LinuxLists.cc - [PATCH] sched/fair: Optimize sum computation with a lookup table

2016-04-08 09:49:59

Subject: [PATCH] sched/fair: Optimize sum computation with a lookup table

__compute_runnable_contrib() uses a loop to compute sum, whereas a
table loopup can do it faster in a constant time.

Signed-off-by: Yuyang Du <[email protected]>
---
kernel/sched/fair.c | 20 ++++++++++++--------
1 file changed, 12 insertions(+), 8 deletions(-)

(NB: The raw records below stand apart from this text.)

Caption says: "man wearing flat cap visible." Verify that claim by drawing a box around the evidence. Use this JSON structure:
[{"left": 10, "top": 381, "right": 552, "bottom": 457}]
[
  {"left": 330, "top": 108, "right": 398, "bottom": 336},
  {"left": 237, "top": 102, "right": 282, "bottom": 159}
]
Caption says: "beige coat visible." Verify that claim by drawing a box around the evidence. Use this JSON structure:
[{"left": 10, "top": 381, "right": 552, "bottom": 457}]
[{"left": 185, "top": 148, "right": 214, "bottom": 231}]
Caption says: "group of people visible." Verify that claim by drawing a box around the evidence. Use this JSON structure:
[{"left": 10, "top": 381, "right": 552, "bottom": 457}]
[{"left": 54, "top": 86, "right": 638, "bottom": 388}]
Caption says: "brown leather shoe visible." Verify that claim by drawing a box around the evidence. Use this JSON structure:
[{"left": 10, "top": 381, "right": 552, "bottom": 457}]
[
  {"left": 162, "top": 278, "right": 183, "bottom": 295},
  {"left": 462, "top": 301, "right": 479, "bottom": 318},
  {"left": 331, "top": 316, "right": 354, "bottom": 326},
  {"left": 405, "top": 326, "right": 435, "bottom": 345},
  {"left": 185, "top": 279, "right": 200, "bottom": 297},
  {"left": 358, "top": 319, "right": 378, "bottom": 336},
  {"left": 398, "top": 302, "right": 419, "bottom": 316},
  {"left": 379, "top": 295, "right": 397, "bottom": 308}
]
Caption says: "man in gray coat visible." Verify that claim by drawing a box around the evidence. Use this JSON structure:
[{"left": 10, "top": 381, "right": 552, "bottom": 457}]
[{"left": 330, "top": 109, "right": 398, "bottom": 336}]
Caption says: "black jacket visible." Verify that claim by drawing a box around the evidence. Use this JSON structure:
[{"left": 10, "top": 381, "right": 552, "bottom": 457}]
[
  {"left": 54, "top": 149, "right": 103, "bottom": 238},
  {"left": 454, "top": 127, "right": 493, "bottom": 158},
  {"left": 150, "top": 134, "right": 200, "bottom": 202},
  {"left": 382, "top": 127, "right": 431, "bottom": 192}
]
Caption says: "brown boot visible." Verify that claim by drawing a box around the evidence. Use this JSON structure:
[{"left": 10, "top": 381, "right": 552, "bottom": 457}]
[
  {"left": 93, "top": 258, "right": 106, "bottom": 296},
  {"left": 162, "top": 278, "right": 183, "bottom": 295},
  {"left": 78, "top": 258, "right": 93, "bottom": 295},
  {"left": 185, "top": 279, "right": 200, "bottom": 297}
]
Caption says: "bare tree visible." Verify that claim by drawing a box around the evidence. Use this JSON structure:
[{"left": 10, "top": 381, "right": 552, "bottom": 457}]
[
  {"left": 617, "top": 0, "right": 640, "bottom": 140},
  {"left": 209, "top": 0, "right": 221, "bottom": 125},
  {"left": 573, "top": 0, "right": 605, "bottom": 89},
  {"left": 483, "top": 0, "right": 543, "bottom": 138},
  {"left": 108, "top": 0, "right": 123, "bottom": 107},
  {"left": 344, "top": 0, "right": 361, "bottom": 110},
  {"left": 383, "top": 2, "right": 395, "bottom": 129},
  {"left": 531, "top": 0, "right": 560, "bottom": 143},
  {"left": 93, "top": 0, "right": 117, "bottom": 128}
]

diff --git a/kernel/sched/fair.c b/kernel/sched/fair.c
index b8cc1c3..32bc4ef 100644
--- a/kernel/sched/fair.c
+++ b/kernel/sched/fair.c
@@ -2603,6 +2603,15 @@ static const u32 runnable_avg_yN_sum[] = {
};

/*
+ * Precomputed \Sum y^k { 1<=k<=n, where n%32=0). Values are rolled down to
+ * lower integers.
+ */
+static const u32 __accumulated_sum_N32[] = {
+ 0, 23371, 35056, 40899, 43820, 45281,
+ 46011, 46376, 46559, 46650, 46696, 46719,
+};
+
+/*
* Approximate:
* val * y^n, where y^32 ~= 0.5 (~1 scheduling period)
*/
@@ -2650,14 +2659,9 @@ static u32 __compute_runnable_contrib(u64 n)
else if (unlikely(n >= LOAD_AVG_MAX_N))
return LOAD_AVG_MAX;

- /* Compute \Sum k^n combining precomputed values for k^i, \Sum k^j */
- do {
- contrib /= 2; /* y^LOAD_AVG_PERIOD = 1/2 */
- contrib += runnable_avg_yN_sum[LOAD_AVG_PERIOD];
-
- n -= LOAD_AVG_PERIOD;
- } while (n > LOAD_AVG_PERIOD);
-
+ /* Since n < LOAD_AVG_MAX_N, n/LOAD_AVG_PERIOD < 11 */
+ contrib = __accumulated_sum_N32[n/LOAD_AVG_PERIOD];
+ n %= LOAD_AVG_PERIOD;
contrib = decay_load(contrib, n);
return contrib + runnable_avg_yN_sum[n];
}
--
1.7.9.5

2016-04-08 10:31:47

by Joe Perches

[permalink] [raw]

Subject: Re: [PATCH] sched/fair: Optimize sum computation with a lookup table

On Fri, 2016-04-08 at 10:07 +0800, Yuyang Du wrote:
> __compute_runnable_contrib() uses a loop to compute sum, whereas a
> table lookup can do it faster in a constant time.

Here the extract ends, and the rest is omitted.